This is restricted and this channel is one direction. Alice can keep paying Bob and Bob can't spend money back to Alice. The other restriction is that there's a set time period. Even though Bob knows he has those coins... in a week, there's a transaction which is locked and can't be broadcast but in a week it will be valid and Alice can use the refund transaction later. Before the end of the timeout, Bob needs to broadcast the most recent state or something. As soon as Bob gets the latest transaction, he can delete the earlier state. He never really needs to store the old ones because he would rather have more money.
Bob keeps getting half-signed transactions with more money going to him. The old transactions are useless and he deletes them. He needs to broadcast a new transaction before the refund transaction becomes valid. The refund transaction needs to be built before the commitment or funding transaction. You could use OP_CHECKLOCKTIMEVERIFY to get around these problems... but basically segwit is what really enabled this to work.
The goal of lightning is to make bi-directional payment channels that can stay open indefinitely. How can you do this? How do you make a refund transaction? If it's time-based then you have a limited time duration. How do you revoke old states from earlier in the channel? How do you get rid of that?
There's some new timing-based opcodes that got put into bitcoin that helped us. One that is really big is OP_CHECKSEQUENCEVERIFY which is sort of confusing and it doesn't sound like it has anything to do with timing. But it's a relative timelock opcode. Your input has to be at least this old in order to spend it. The timelock field on a transaction itself says that this transaction is valid "after Friday" or something. OP_CHECKSEQUENCEVERIFY says this output is valid after it's 3 days old; it doesn't specify an absolute time, just a relative time. This is really important and useful. You might not know when the transaction is going to be confirmed in a block. You could specify number of block or number of seconds; and you say once this output has been confirmed, you can spend it after it has 1000 confirmations. How many confirmations does this output need before it's allowed to be spent?
Also, since it's an opcode, you can mix it with ohter things. You could say if you have key A and sign you can spend immediately, and if you have key B then you can sign but you have to wait at least a day or something. This is a useful opcode that we needed to make lightning network a reality.
What you can do, and the way you can provably credibly delete a transaction is that... how can you do that? You can use timing. You use OP_CHECKSEQUENCEVERIFY and use 2-of-2 multisig which can happen immediately, or you can have this other key and then you have to wait 100 blocks. This is a little confusing because the keys you use here might not be used by Alice and Bob; they are just new public keys. So there's 2-of-2 multisig: if these two keys sign together then this coin can be spent immediately. However, if this other key signs, then it can also spend, but it needs at least 100 confirmations. This allows timing windows where in one condition there's an immediate spend but otherwise there's a delay.

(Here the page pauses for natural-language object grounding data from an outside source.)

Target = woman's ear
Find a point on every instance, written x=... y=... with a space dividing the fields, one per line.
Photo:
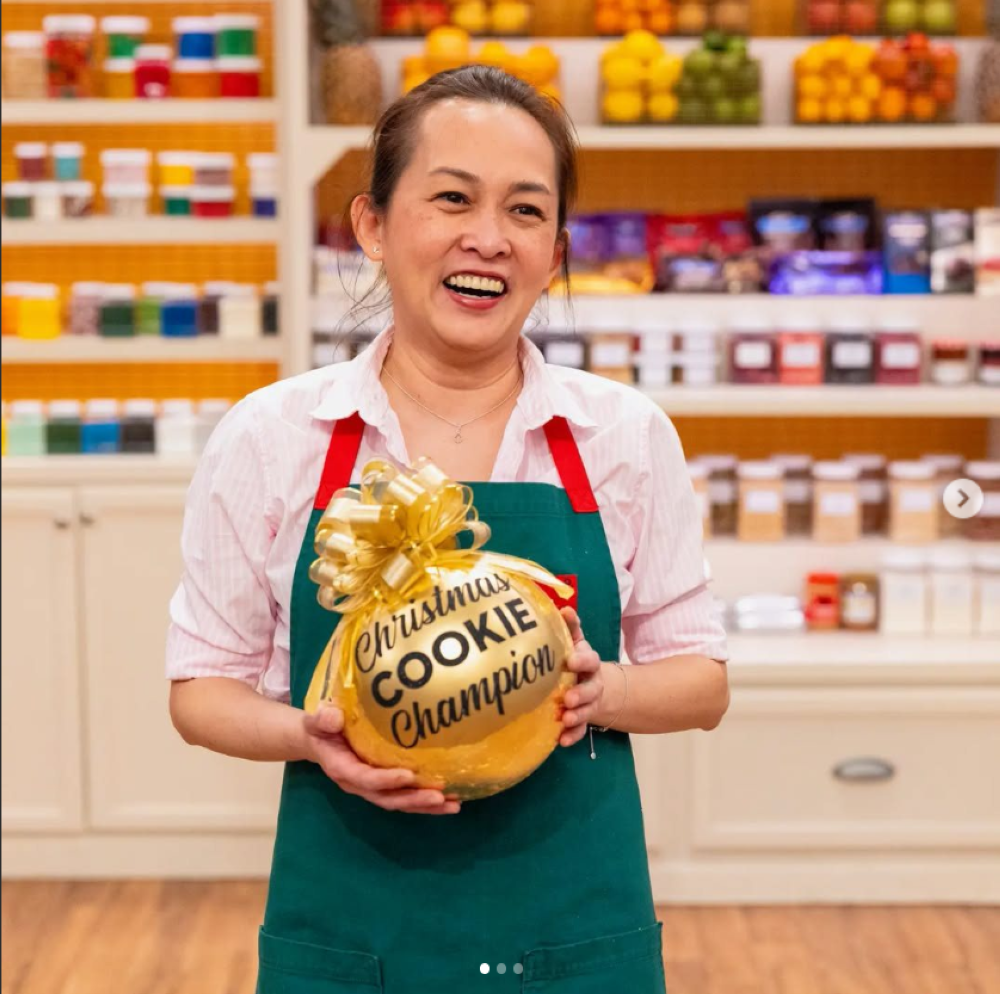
x=367 y=227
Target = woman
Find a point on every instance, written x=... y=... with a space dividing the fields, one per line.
x=544 y=887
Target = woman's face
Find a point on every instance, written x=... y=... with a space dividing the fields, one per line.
x=469 y=240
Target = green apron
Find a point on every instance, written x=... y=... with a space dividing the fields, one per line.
x=546 y=883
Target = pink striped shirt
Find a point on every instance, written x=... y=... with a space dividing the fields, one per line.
x=253 y=491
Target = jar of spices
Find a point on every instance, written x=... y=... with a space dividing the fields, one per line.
x=850 y=351
x=722 y=494
x=118 y=310
x=986 y=620
x=873 y=491
x=798 y=494
x=18 y=200
x=822 y=607
x=239 y=78
x=989 y=364
x=859 y=602
x=800 y=351
x=24 y=72
x=985 y=526
x=836 y=502
x=951 y=592
x=912 y=502
x=63 y=430
x=152 y=71
x=903 y=603
x=195 y=79
x=119 y=79
x=139 y=426
x=69 y=54
x=951 y=362
x=124 y=34
x=761 y=515
x=898 y=353
x=753 y=351
x=32 y=161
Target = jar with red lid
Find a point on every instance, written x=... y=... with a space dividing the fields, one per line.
x=152 y=71
x=753 y=351
x=800 y=351
x=898 y=353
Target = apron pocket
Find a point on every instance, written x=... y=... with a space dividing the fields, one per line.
x=631 y=961
x=291 y=967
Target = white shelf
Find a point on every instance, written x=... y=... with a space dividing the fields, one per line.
x=154 y=230
x=138 y=111
x=75 y=348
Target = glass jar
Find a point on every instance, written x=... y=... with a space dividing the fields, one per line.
x=722 y=494
x=850 y=352
x=872 y=491
x=152 y=71
x=25 y=75
x=987 y=595
x=753 y=351
x=951 y=362
x=762 y=502
x=985 y=526
x=822 y=607
x=912 y=502
x=798 y=494
x=836 y=502
x=903 y=594
x=69 y=54
x=898 y=353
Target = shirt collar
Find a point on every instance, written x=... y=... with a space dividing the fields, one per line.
x=359 y=390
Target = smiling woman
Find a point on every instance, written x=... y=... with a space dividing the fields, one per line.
x=473 y=176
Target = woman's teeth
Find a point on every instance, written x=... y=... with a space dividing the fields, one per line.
x=476 y=286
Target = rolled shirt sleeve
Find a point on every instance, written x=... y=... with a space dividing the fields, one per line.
x=671 y=610
x=223 y=612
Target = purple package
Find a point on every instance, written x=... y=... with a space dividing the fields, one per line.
x=816 y=273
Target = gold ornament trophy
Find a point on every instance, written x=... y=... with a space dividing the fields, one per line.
x=447 y=661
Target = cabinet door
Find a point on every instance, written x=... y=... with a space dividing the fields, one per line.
x=142 y=775
x=41 y=769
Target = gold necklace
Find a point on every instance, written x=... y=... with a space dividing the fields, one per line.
x=458 y=427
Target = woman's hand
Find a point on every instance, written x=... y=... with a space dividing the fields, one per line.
x=582 y=701
x=390 y=789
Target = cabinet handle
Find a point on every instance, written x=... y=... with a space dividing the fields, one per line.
x=864 y=769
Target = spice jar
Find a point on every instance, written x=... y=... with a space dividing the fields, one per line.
x=753 y=351
x=873 y=491
x=903 y=594
x=898 y=353
x=951 y=362
x=985 y=526
x=822 y=607
x=152 y=71
x=986 y=620
x=859 y=602
x=24 y=72
x=800 y=351
x=761 y=515
x=722 y=494
x=836 y=502
x=798 y=494
x=69 y=54
x=951 y=590
x=912 y=502
x=850 y=352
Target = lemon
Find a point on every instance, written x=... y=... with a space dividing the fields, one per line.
x=622 y=107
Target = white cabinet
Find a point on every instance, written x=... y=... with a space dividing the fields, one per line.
x=42 y=771
x=141 y=774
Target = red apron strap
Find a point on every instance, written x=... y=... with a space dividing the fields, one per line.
x=572 y=472
x=345 y=442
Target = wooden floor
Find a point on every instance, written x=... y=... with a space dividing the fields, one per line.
x=199 y=938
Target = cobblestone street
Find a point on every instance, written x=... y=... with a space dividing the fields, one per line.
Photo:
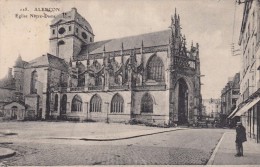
x=190 y=146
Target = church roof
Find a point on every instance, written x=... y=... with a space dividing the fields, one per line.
x=20 y=63
x=72 y=15
x=150 y=39
x=48 y=60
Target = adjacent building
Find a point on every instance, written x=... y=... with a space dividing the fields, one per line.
x=212 y=108
x=248 y=102
x=229 y=95
x=153 y=77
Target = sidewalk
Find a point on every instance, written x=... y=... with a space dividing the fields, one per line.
x=5 y=152
x=120 y=136
x=226 y=150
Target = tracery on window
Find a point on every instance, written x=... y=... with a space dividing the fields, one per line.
x=147 y=103
x=95 y=104
x=155 y=69
x=117 y=104
x=34 y=78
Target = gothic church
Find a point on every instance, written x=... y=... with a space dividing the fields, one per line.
x=151 y=77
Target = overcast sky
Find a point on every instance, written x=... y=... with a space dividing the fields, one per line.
x=208 y=22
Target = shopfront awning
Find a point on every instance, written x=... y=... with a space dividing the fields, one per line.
x=234 y=111
x=247 y=107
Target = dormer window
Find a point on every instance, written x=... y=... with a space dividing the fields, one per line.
x=84 y=35
x=62 y=30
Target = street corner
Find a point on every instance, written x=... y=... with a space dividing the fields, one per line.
x=6 y=152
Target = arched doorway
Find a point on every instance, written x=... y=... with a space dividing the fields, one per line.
x=63 y=105
x=117 y=104
x=183 y=94
x=14 y=112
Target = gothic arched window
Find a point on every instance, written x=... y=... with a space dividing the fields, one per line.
x=98 y=81
x=34 y=78
x=63 y=104
x=117 y=104
x=155 y=69
x=56 y=102
x=147 y=103
x=81 y=74
x=76 y=105
x=95 y=104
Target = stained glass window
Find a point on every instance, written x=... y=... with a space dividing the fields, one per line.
x=33 y=82
x=76 y=105
x=63 y=104
x=95 y=104
x=155 y=69
x=147 y=103
x=56 y=102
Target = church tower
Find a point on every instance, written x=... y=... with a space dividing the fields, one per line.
x=69 y=31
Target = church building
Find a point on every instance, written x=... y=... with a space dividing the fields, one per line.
x=150 y=78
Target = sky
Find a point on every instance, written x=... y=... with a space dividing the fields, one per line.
x=208 y=22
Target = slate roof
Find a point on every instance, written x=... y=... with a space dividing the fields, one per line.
x=6 y=96
x=7 y=83
x=48 y=60
x=150 y=39
x=72 y=15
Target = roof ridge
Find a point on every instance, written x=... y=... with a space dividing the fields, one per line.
x=132 y=36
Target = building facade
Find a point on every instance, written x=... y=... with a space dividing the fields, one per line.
x=248 y=102
x=212 y=107
x=151 y=77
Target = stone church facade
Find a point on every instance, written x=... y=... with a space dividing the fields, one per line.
x=151 y=77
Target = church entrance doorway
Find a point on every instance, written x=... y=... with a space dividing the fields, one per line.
x=183 y=102
x=63 y=105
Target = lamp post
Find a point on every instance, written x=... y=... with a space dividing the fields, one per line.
x=107 y=121
x=87 y=109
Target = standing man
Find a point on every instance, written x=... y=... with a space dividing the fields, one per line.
x=240 y=138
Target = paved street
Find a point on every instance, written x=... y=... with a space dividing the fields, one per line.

So who generates these different keys for the revocation transactions? You make revocation transactions. You create a transaction which spends the funding amount output from early on in the protocol. Instead of directly spending to Alice and Bob in the revocation transaction, you make it more complex. Bob creates this transaction, signs it, and sends it to Alice. This is what sits on Alice's computer. The transaction that sits on Alice's computer does send Alice her coins and Bob his coins. But the rule is that Alice can sign and get these coins after 100 blocks, or Alice's revocable key and Bob's public key can sign together immediately to spend these Alice coins. And then Bob's coins just go directly to Bob, the same way as before. This transaction is held by Alice. A mirror image transaction is held by Bob, it's symmetrical but it's not the same exact transaction. It's sort of the same, it's the same template at least, except it's Alice and Bob flipped.
So the transactions are revealed, in order to revoke. Either party broadcasts and has to wait. Alice gives Bob the AliceR private key. Bob gives Alice the BobR private key. Now if they broadcast the counterparty can take all the funds while they wait.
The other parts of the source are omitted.